Because of the amount of new device connections expected in the years to come, there has been an increasing need for improved security at every level of the “intertwined technology ecosystem,” said Pearson.
He continued, “Security has always been at the forefront of mobile communications networks. It is the immune system which keeps a cellular network and ecosystem running. 3GPP has created new 5G security standards that include enhancements for encryption, mutual authentication, integrity protection, privacy and availability.”
The goal of the new security standards is to enhance security throughout the entire network, targeting the user plane, control plane and management traffic.
“National governments, enterprise, operator infrastructure, subscriber devices and IoT connections all require protection from numerous vulnerabilities points in the cyber threat landscape,” he added. “The new multi-level approach of the 5G security mechanisms are required to protect our connected world.”
5G Americas has also been focused on exploring how 5G is changing the way that networks are deployed and managed, and last year published a white paper on management, orchestration and automation.
“Mobile networks are on the cusp of riding a tsunami of data,” offered Pearson, “which will be exploding as more 5G networks are deployed throughout the Americas and the world.”

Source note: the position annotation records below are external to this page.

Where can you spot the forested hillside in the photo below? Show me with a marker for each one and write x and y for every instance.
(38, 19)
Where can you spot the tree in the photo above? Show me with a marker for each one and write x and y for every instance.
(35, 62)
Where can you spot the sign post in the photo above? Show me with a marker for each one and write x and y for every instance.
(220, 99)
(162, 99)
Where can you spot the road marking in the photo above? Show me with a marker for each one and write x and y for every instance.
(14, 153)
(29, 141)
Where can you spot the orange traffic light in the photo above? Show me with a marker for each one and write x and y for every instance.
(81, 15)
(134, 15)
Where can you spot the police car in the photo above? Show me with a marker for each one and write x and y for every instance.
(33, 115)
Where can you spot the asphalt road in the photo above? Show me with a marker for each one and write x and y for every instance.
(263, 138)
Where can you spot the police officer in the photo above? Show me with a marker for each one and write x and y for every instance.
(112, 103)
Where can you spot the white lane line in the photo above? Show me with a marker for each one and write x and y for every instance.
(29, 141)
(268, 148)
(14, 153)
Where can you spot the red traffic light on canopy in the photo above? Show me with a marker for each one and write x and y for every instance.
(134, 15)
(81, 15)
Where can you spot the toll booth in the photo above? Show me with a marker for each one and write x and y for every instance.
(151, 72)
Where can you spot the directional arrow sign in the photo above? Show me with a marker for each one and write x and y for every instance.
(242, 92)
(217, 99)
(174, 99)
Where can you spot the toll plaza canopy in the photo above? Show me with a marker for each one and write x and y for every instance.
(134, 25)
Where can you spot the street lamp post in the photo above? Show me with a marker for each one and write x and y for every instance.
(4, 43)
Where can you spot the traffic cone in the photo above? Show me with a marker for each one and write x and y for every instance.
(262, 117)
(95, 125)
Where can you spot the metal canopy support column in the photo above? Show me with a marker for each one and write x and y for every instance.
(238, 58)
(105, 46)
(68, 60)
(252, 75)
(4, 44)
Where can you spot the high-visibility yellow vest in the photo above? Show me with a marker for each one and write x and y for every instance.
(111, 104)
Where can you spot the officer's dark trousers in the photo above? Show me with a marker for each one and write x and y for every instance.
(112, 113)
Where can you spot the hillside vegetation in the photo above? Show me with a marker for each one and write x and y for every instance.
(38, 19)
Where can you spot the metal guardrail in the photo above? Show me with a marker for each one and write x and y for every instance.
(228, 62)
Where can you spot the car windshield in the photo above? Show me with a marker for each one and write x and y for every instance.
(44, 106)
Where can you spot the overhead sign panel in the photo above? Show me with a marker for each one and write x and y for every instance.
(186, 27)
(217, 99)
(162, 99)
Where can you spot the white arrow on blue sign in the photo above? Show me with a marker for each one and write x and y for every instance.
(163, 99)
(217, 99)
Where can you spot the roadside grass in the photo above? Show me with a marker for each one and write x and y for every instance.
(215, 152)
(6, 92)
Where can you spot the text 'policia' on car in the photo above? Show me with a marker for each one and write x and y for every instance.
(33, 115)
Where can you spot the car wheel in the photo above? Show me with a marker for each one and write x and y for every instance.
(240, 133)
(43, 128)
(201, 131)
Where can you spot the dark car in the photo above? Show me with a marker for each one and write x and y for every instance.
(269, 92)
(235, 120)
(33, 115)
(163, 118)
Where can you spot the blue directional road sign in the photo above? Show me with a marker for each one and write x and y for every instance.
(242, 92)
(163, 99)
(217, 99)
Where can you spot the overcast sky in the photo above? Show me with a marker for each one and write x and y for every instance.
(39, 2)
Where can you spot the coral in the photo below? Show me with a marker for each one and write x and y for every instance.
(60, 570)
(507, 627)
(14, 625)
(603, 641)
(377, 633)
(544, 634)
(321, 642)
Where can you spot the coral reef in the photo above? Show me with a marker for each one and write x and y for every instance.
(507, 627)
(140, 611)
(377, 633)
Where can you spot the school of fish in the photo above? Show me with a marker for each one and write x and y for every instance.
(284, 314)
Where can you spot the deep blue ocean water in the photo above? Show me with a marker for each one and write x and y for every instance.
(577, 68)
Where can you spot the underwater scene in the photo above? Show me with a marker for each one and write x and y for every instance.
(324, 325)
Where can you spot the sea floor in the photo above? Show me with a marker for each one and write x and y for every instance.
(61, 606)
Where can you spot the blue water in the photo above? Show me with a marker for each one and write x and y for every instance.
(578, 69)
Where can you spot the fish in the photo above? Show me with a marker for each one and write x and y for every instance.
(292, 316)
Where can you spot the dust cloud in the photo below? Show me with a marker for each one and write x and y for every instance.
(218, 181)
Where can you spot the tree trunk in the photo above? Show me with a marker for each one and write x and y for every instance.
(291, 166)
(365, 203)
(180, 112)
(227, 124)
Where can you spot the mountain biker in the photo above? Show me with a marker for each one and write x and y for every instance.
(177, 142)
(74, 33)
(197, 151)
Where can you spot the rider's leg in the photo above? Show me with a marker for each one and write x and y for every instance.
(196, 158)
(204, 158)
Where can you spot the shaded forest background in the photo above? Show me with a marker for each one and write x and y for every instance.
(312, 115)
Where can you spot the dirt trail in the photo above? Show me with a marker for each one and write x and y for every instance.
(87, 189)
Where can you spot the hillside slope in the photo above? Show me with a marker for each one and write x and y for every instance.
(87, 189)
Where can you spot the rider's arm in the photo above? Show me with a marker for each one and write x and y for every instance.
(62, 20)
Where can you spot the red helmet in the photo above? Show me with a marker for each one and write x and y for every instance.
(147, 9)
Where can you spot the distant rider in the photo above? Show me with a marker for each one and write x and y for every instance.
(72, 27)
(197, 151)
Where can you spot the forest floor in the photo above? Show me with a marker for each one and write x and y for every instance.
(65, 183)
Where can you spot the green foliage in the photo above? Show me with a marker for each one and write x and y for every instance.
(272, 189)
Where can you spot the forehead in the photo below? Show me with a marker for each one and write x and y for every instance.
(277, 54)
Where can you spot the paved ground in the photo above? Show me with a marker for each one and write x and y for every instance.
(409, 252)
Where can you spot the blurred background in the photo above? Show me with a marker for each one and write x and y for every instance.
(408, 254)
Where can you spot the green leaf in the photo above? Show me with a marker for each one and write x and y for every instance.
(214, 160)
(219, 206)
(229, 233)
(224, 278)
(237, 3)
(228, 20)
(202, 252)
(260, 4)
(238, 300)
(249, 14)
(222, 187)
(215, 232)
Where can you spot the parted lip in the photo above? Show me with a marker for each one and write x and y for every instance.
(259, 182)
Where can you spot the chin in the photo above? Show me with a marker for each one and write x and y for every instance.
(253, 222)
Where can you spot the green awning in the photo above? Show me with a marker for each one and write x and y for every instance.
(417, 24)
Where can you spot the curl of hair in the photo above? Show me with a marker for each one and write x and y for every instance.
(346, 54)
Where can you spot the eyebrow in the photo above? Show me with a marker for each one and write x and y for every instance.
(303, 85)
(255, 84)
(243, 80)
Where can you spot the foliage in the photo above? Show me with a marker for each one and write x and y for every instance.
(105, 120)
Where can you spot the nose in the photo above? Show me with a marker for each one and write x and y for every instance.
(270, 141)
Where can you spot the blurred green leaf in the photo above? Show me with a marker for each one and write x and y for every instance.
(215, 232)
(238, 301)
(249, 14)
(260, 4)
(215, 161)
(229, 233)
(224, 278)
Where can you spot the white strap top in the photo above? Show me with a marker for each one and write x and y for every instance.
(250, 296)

In fact, Pearson predicted that by 2022, there will be more than 12 billion mobile-ready devices and IoT connections, and by the same year, mobile networks will support more than 8 billion personal mobile devices and 4 billion IoT connections.
This amount of data will be impossible to manage manually, and operators will need to rely on AI and machine learning to get the job done, especially when it pertains to data analytics, predictive maintenance, fraud detection, and the automation of operations processes.
“In a fully integrated network model, intelligence would be embedded across all lines of a network operator’s business, from customer care, to billing, order management, alongside all the network and device management functions and applications,” Pearson explained. “Intelligent automation would sit on top of each of these functions, providing precise real-time, dynamic, and adaptive adjustments along every stretch of the enterprise.”
In conclusion, Pearson highlighted 5G’s broad impact, stating that the technology will “greatly expand the value of mobile wireless networks,” creating a much larger role for cellular than we have previously seen.